Bartell called Lake Ontario "a unique, miraculous and sometimes challenging gift" for those living on its shores or using it in any way. "We do have responsibility to own that place and maintain it in some way," she said.
The exhibition and a brown-bag speakers series will aim to engage community organizers and stakeholders. Featured speakers -- all three appearing at noon at Oswego State Downtown -- are Leigh Allison Wilson, an English and creative writing professor who is coordinating the Grand Challenges Project, on June 21; Susan Gateley, a sailor and scholar who writes frequently about Lake Ontario, on July 12; and Bartell on July 19.
Art, poetry and music often speak to universal experiences, such as beauty, loss and joy, Bartell said. Lake Ontario inspires all of those feelings and more -- feelings that "We Are Lake Ontario" wants to harness in the service of making positive change. "Students respond to the opportunity to be part of something real, the opportunity to make some change for good," she said.

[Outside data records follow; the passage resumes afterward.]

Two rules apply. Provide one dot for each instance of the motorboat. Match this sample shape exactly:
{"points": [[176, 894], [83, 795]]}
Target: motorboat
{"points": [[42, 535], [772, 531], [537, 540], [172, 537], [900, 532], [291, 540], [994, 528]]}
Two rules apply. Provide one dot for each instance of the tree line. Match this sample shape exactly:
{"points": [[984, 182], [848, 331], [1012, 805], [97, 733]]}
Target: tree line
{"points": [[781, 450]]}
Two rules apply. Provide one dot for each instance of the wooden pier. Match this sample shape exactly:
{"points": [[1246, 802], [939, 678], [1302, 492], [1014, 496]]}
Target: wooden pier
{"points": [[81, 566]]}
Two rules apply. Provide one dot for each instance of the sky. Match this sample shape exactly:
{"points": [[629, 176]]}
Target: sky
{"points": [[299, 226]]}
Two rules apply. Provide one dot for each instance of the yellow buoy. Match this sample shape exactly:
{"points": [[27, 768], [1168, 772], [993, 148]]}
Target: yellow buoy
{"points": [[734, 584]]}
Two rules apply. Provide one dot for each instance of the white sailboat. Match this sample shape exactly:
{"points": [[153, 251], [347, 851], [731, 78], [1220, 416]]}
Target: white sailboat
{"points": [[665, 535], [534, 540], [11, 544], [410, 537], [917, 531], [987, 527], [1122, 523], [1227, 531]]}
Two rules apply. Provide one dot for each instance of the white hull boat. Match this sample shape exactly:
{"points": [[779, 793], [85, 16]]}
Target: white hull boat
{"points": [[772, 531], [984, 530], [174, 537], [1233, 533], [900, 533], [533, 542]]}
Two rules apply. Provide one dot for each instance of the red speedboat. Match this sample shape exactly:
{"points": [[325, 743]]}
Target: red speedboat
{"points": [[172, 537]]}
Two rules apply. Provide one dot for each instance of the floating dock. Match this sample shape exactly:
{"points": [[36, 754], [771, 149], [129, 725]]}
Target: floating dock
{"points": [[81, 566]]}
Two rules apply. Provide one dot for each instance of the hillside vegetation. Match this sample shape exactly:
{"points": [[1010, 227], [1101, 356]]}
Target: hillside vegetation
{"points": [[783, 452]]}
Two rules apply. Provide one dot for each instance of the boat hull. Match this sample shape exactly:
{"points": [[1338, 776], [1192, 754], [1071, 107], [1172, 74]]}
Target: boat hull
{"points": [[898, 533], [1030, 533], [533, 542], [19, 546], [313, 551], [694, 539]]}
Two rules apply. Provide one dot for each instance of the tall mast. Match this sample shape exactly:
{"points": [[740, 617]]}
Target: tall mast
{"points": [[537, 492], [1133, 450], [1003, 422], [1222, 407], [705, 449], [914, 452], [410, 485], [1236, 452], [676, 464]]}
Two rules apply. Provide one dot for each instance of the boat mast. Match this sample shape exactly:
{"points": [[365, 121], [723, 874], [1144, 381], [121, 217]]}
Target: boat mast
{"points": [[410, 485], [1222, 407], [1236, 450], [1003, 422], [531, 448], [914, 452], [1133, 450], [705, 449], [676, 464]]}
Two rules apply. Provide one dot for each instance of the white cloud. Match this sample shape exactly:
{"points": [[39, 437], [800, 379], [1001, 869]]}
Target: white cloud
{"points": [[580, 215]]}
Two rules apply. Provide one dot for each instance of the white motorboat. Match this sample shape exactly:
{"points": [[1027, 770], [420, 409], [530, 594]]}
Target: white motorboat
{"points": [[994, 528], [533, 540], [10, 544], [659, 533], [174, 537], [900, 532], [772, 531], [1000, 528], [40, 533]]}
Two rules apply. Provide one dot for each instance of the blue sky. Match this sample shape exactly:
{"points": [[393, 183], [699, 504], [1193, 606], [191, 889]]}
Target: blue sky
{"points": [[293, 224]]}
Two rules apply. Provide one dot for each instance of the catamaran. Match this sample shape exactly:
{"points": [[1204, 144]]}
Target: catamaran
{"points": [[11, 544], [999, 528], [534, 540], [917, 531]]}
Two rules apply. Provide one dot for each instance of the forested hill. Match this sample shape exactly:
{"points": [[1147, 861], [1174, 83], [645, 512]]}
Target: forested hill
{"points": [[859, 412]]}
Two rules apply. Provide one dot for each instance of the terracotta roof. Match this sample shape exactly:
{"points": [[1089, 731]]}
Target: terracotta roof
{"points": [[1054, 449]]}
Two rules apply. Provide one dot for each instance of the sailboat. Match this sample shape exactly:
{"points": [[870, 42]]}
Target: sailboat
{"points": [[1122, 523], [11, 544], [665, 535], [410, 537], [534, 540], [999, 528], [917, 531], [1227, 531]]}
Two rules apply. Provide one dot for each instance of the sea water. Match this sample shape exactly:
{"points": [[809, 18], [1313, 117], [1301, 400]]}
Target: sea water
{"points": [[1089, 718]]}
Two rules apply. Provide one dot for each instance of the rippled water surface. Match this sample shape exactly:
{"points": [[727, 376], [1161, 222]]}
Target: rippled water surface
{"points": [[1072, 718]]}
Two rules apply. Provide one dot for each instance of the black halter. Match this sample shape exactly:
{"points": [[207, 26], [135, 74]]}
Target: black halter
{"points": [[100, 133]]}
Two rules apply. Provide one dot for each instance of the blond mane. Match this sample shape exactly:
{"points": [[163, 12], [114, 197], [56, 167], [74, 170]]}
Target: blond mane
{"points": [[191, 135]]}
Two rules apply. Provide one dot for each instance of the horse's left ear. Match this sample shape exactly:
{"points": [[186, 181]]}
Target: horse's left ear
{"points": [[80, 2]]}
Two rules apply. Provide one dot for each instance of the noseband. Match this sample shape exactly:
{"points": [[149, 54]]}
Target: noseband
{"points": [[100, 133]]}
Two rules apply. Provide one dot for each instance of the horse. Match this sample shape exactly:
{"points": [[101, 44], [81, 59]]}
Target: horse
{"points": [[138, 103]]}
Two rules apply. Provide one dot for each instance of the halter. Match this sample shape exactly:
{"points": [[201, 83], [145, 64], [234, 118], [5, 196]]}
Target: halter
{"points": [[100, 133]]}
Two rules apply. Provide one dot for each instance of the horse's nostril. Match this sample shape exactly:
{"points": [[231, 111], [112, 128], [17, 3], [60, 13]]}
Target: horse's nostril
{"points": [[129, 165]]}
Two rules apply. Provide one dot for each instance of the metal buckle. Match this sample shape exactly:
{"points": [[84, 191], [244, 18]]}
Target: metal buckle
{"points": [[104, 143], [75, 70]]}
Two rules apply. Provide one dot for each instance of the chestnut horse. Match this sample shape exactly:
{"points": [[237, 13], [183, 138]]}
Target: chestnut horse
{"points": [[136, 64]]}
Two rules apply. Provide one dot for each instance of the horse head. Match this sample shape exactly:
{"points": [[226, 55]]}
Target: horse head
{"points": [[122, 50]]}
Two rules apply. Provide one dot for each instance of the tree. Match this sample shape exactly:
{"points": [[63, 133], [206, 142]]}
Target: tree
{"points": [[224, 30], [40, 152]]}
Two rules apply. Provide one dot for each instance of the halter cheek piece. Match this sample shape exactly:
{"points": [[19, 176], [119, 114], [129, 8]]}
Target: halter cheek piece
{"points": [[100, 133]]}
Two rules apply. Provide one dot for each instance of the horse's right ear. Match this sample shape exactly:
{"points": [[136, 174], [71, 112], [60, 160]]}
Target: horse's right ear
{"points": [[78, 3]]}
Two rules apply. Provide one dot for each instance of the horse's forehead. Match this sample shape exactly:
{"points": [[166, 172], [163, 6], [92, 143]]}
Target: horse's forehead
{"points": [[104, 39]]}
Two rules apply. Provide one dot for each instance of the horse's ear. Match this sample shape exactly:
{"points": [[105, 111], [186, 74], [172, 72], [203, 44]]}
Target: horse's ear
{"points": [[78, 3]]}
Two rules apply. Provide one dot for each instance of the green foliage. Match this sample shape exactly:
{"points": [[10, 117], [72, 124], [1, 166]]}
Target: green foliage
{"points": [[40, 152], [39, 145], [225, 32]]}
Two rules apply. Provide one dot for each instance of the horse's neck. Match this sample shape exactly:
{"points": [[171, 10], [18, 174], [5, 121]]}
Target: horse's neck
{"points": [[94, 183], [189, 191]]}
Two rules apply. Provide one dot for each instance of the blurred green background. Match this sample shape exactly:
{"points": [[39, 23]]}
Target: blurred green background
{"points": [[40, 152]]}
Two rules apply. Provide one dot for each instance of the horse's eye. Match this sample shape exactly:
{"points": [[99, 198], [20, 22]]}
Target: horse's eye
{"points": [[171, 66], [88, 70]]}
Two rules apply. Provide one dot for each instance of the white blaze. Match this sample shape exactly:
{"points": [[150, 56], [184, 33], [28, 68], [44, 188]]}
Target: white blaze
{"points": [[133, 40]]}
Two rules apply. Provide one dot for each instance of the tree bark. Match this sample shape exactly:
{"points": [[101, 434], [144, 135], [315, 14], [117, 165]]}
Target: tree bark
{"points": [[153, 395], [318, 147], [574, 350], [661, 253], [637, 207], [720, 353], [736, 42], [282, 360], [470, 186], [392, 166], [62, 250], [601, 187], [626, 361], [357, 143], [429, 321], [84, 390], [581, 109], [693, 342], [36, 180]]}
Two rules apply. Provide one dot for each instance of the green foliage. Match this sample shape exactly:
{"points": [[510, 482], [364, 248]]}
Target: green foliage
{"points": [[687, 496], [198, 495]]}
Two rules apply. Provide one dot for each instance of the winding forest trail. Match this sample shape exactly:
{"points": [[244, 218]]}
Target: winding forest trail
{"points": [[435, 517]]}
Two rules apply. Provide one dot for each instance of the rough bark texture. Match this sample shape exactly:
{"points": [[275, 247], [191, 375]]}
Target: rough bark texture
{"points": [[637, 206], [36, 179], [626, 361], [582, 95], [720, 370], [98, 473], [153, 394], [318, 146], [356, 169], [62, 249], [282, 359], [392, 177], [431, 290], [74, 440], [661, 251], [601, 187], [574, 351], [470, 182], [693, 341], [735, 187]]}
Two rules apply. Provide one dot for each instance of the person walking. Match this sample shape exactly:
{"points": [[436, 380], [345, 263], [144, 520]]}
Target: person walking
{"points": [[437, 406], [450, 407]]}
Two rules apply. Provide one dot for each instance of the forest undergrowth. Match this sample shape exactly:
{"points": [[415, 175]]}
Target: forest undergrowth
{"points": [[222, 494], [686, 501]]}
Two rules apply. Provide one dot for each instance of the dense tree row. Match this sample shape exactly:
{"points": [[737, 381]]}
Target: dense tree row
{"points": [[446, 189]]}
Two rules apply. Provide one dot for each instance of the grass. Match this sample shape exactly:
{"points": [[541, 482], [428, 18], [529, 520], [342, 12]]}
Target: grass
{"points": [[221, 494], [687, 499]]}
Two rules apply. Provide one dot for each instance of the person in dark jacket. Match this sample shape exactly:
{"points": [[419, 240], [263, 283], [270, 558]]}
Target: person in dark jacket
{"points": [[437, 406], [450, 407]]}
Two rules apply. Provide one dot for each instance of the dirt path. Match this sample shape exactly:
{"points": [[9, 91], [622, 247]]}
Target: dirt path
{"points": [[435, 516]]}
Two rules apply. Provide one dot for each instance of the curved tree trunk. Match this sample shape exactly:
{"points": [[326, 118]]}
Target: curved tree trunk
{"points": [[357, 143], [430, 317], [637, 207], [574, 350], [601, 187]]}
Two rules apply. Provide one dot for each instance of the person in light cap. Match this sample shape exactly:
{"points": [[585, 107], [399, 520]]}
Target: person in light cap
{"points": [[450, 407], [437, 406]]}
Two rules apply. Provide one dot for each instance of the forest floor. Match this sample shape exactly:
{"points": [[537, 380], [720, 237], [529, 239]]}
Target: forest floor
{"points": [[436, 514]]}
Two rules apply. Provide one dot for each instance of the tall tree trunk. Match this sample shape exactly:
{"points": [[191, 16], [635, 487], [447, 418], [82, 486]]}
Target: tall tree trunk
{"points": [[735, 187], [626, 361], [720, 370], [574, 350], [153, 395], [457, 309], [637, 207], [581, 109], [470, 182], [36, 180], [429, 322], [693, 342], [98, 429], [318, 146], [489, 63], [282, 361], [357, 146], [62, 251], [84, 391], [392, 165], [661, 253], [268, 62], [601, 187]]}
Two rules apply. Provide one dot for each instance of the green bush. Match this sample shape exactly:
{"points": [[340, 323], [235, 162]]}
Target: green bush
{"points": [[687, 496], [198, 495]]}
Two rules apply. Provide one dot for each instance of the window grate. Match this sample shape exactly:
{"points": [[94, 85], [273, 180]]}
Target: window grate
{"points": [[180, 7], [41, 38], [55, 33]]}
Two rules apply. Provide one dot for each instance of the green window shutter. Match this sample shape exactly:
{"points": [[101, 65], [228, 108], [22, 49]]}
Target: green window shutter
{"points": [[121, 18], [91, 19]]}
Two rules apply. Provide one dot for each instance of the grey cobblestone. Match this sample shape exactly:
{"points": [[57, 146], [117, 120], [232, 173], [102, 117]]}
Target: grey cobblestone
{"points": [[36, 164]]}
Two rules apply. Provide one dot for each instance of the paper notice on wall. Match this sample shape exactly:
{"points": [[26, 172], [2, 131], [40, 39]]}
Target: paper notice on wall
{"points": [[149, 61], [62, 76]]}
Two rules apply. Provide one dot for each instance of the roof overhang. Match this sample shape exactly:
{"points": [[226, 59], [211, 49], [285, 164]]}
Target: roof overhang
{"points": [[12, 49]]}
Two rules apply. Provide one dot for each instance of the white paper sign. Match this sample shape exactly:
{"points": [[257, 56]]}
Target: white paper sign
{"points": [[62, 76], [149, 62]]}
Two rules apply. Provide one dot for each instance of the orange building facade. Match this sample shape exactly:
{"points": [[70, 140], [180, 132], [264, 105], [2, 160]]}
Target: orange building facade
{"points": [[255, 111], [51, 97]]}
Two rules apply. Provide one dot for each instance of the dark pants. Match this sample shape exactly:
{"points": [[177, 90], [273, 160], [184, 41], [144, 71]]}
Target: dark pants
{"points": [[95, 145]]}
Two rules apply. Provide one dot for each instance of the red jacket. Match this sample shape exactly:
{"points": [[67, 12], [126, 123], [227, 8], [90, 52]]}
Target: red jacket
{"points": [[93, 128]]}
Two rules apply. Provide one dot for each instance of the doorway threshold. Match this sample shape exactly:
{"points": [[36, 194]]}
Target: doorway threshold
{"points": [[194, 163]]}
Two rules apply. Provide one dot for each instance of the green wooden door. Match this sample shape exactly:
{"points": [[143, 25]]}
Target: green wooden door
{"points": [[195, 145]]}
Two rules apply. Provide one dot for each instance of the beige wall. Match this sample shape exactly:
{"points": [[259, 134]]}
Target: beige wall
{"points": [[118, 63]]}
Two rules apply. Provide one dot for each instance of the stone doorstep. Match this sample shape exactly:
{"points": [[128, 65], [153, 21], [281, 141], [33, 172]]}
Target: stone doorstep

Oswego State Downtown, on the corner of West First and Bridge streets in Oswego, is open noon to 5 p.m. Wednesdays, 10 a.m. to 5 p.m. Thursdays and Fridays, and 11 a.m. to 5 p.m. Saturdays.
The college's first two-year Grand Challenges Project will explore, in classrooms and events across all disciplines, the impact that Fresh Water for All would have across every aspect of the global community.
College President Deborah F. Stanley, in announcing the Grand Challenge, described the project this way: "Grounded in shared goals, integrative skills and technologies, and an interdisciplinary approach to problem solving, the Grand Challenges Project reinforces the fact that today's solutions need to include many stakeholders across a spectrum of scholarship, creative activity and opinion."